# How to memorize the corners for pochman?



## Harris Chan (Jan 21, 2007)

I know how it's done with the open eyes...but I'm not quite sure what to memorize...cause right now I'm orientating the corners and do 3 cycle...


----------



## devlin (Jan 22, 2007)

chan, chan, chan...


----------



## KJiptner (Jan 22, 2007)

> _Originally posted by devlin_@Jan 22 2007, 07:18 PM
> * chan, chan, chan... *


 devlin... please... harris' cbox is enough. keep out!


----------



## dbeyer (Jan 25, 2007)

you memorize not only what piece. But what sticker you have on that piece. Then when you solve it, you'll get the next piece and the sticker that was in the location of the sticker you just solved. 
If you solve the buffer edge. Then you'll have to shoot that corner out to another location, starting a new cycle at an unsolved location. When you'd normally do a dbl corner swap, or start a new cycle by just rotating the cube, 2-cyclist must do as stated above. That is our means of starting a new cycle on the corners. I personally orient corners that are permuted, however disoriented w/ two 2-cycles. I could use orientaition algs, which could be faster ... but who knows. 
I'm stepping up my game ... learning 3 new 2-cycles and a 3-cycle system as well.

Later,
Daniel Beyer


----------



## Sniph (Feb 26, 2007)

I am having the same kind of problem.. sort of. I memorize objects for colors, like YG is banana. I can do this for edges just fine, but I guess I don't know how to memorize the corners. Do i have to memorize the whole corner, or do i just memorize one thing?
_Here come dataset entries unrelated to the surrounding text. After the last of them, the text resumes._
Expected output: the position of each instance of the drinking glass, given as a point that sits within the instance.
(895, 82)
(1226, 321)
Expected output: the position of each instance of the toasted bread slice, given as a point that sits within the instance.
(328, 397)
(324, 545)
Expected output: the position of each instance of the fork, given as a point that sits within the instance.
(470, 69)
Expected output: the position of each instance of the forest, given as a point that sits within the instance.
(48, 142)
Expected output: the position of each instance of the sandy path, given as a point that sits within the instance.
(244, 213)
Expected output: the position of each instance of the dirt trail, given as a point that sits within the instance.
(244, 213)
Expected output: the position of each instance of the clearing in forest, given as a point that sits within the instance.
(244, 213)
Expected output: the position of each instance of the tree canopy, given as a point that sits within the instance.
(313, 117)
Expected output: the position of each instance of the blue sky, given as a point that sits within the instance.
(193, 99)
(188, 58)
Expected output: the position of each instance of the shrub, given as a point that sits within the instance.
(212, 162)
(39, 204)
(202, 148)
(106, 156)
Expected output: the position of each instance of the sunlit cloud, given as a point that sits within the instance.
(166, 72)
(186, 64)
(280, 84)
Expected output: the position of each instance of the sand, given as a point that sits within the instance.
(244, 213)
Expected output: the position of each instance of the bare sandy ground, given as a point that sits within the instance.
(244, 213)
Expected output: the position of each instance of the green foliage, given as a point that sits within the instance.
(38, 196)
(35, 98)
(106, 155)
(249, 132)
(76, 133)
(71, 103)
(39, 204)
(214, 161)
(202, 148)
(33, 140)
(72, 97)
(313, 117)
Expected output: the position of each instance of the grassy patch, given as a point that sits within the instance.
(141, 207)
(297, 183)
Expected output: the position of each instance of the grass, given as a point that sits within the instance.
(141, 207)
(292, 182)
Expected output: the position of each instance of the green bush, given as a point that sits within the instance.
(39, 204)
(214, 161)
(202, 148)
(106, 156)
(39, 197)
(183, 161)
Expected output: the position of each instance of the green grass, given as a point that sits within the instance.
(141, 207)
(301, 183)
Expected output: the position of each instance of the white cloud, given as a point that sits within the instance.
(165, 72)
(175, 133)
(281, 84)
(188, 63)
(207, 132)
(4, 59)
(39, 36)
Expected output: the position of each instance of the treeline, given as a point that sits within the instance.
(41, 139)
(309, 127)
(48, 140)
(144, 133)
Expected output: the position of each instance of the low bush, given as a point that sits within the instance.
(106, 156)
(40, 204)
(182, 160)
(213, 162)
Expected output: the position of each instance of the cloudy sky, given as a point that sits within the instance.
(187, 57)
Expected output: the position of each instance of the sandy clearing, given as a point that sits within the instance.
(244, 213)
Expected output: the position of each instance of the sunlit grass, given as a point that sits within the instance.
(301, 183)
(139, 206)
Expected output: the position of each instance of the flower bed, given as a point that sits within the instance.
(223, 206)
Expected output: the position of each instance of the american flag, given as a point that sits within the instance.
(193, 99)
Still not sure.


----------



## icke (Jun 1, 2007)

i just started too and have the same problems. do i use different objects (three for each corner) depending on with color the frontside is? and the same with edges too. how do i know which setup move i have to do?


----------



## Harris Chan (Jun 2, 2007)

Ok so now I understood it (with the help of Derrick Eide!)...

Scramble this with W = U and G = F

L B' L2 B L B' L U B2 L D' B U F2 L U' R2 B U' L R' F D F U2

Looking at the U sticker of UBL, it is green and it needs to go to UFL. 
The green sticker of UBL needs to go to the F sticker of UFL. 
The F sticker of UFL is orange. It needs to go to the L sticker of DBL.
The L sticker of DBL is yellow. It needs to go to the D sticker of DFR. 
...And so on...does that kinda make sense? 

So you would memorize...GOY, but the actual position is visual. The letters tell which colour of the corner you would have to put into the R of DFR and apply the algo. 

So...

1 st corner => UFL (G) => F' D (algo) D' F
2nd corner => DBL (O) => D2 (algo) D2


----------